Left to Right: Hugh Gaitskell – Foreign Secretary and Deputy Prime Minister, James Callaghan – Chancellor of the Exchequer and Emlyn Hooson – Home Secretary
Despite the impressive performance of Labour candidates as the polls, the cabinet remained heavily Liberal. As Callaghan and Hooson returned to the positions they had occupied from 1958-1963, Hugh Gaitskell replaced the retiring figures of Archibald Sinclair and Clement Davies as both Deputy Prime Minister and Foreign Secretary.
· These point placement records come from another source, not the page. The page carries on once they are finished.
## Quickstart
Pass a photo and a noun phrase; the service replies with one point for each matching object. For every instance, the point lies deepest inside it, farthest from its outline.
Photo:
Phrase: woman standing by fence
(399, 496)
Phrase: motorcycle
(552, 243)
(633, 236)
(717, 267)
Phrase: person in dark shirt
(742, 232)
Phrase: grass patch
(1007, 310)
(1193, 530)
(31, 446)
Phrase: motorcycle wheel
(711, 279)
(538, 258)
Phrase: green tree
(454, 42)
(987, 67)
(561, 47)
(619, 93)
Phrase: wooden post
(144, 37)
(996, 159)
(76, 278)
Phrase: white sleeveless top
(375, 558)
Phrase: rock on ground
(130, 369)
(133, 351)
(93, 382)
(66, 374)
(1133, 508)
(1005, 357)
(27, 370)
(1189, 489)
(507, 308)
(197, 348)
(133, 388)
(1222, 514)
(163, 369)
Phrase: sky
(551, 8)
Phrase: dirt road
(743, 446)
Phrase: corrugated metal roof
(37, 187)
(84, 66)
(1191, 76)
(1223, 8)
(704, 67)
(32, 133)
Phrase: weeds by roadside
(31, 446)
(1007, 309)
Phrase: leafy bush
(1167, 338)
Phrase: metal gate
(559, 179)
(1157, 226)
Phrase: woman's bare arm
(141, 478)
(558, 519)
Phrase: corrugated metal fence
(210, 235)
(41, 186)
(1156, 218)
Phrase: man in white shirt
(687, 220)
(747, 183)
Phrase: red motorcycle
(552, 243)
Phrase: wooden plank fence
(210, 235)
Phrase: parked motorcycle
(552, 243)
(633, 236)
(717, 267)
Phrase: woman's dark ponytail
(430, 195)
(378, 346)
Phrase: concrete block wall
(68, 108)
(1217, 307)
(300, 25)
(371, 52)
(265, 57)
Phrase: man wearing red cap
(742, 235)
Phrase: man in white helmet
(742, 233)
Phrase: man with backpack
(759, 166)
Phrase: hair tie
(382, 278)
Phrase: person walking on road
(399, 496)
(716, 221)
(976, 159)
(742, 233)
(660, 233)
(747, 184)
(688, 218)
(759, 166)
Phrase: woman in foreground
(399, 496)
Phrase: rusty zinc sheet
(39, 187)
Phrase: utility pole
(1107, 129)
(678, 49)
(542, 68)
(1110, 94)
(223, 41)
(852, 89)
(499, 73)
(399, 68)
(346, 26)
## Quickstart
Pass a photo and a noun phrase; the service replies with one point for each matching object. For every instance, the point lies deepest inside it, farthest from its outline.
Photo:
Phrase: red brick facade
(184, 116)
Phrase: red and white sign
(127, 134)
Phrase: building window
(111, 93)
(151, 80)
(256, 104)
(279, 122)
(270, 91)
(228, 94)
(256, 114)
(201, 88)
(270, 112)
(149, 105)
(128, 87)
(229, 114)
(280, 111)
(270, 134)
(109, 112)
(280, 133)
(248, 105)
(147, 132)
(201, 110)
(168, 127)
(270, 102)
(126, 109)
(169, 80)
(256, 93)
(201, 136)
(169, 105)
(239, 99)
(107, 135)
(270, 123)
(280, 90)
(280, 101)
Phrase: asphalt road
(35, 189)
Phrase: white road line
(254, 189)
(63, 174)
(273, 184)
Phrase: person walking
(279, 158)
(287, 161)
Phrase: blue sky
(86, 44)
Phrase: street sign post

Across the government Labour were granted just 1/3 of ministerial positions, in line with a pre-election agreement, as Grimond made clear his determination to ensure that the government would be controlled and directed by the Liberals.

It was widely believed that the Lib-Lab Alliance had both won the election and was held together by widespread fear concerning the radicalisation of the Conservative following Enoch Powell’s capture of the leadership. With Powell’s prestige badly damaged by the halving of the party’s parliamentary representation it was feared that splits and rebellions could tear the party apart. Instead, an unlikely alliance of One Nations around Edward Heath and National Liberals around Margaret Thatcher would rein in the power of the Rightist radicals in an effort to make the Conservative Party electable again.